Venendo alle questioni più stringenti che il ragionamento di Bonalberti evidenzia, si impone in primo luogo di affrontare la questione della frammentazione che ancora affligge la galassia democristiana.

Nel contesto geopolitico attuale, con venti di guerra non sopiti abbastanza, e il completo ribaltamento delle politiche atlantiste, a tutto vantaggio di un nuovo ordine mondiale fondato sulla spartizione mercantilista ed imperialista dei continenti e dei popoli più deboli, a mio giudizio, la questione non mostra più alcuna significativa rilevanza politica.

Le torsioni della nuova Dc nella scelta di campo organica alla maggioranza, dominata da destre illiberali.

Intanto c’è un dato che non possiamo ignorare.

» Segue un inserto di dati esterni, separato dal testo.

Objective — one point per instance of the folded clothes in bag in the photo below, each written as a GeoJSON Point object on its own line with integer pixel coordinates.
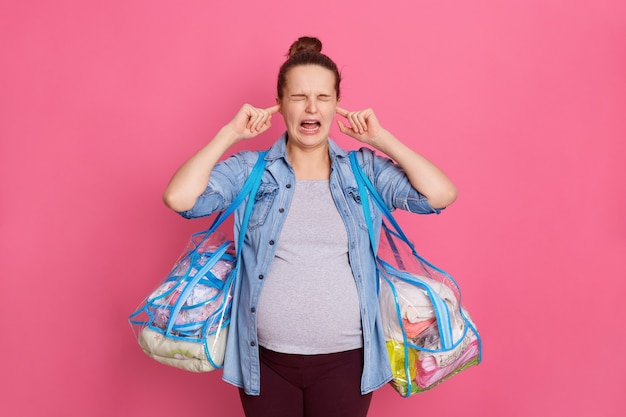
{"type": "Point", "coordinates": [184, 322]}
{"type": "Point", "coordinates": [429, 335]}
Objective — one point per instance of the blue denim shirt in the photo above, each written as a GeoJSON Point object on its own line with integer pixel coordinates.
{"type": "Point", "coordinates": [241, 363]}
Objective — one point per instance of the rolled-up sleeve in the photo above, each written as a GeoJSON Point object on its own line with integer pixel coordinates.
{"type": "Point", "coordinates": [227, 178]}
{"type": "Point", "coordinates": [396, 189]}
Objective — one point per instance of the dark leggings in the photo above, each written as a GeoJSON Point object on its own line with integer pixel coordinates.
{"type": "Point", "coordinates": [309, 386]}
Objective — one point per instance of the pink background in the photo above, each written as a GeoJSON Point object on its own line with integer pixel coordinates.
{"type": "Point", "coordinates": [522, 103]}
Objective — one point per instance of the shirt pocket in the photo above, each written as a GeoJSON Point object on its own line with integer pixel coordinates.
{"type": "Point", "coordinates": [262, 203]}
{"type": "Point", "coordinates": [356, 206]}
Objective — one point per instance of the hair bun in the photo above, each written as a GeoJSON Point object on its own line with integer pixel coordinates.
{"type": "Point", "coordinates": [305, 44]}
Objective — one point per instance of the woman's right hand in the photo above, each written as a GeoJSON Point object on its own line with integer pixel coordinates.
{"type": "Point", "coordinates": [251, 121]}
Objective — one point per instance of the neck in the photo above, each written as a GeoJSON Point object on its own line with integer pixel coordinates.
{"type": "Point", "coordinates": [310, 164]}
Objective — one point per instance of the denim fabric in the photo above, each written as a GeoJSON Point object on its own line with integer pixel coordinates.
{"type": "Point", "coordinates": [241, 364]}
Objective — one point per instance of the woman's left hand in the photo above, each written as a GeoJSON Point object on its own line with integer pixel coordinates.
{"type": "Point", "coordinates": [363, 125]}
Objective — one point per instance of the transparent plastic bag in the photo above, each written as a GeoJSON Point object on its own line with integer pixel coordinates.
{"type": "Point", "coordinates": [429, 335]}
{"type": "Point", "coordinates": [184, 321]}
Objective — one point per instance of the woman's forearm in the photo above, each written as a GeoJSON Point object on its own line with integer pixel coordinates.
{"type": "Point", "coordinates": [191, 179]}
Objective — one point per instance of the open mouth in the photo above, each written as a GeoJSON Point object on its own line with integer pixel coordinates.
{"type": "Point", "coordinates": [310, 126]}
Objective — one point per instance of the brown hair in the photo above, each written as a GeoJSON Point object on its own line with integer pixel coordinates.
{"type": "Point", "coordinates": [306, 51]}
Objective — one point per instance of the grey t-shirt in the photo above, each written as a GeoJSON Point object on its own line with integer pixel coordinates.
{"type": "Point", "coordinates": [309, 303]}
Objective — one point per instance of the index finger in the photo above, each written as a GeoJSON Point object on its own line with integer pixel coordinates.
{"type": "Point", "coordinates": [342, 112]}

Ossia il fatto che l’attuale partito che rivendica la continuazione con la cinquantennale esperienza che fu della Democrazia Cristiana, per quanto partito mai sciolto, con le recenti scelte di campo, che il suo segretario, non ha fatto velo a qualificare come organiche e strutturali alle politiche di questa maggioranza caratterizzata dalla strenua competizione tra una destra nostalgica e illiberale e una destra iper liberista e anti solidarista, ha reso oggettivamente incompatibile la pretesa di accreditarsi come autentico erede di quell’esperienza politica interrotta di fatto dopo gli eventi del ‘92/93.

Le frammentazioni come leitmotiv della galassia democristiana 

A ciò si aggiunga la peculiarità di un reiterato procedere, all’interno dell’area cattolica, in ordine sparso, come lo stesso Bonalberti mette in chiara evidenza: “…Da un lato, Tempi Nuovi persegue un confronto con il Pd; dall’altro, Gianfranco Rotondi tenta di rilanciare una nuova Democrazia Cristiana, rimanendo però saldo nella sua scelta di campo a destra con Meloni. Giorgio Merlo, con Scelta Popolare, punta invece a un’aggregazione centrista con Forza Italia, espressione ufficiale del Ppe..”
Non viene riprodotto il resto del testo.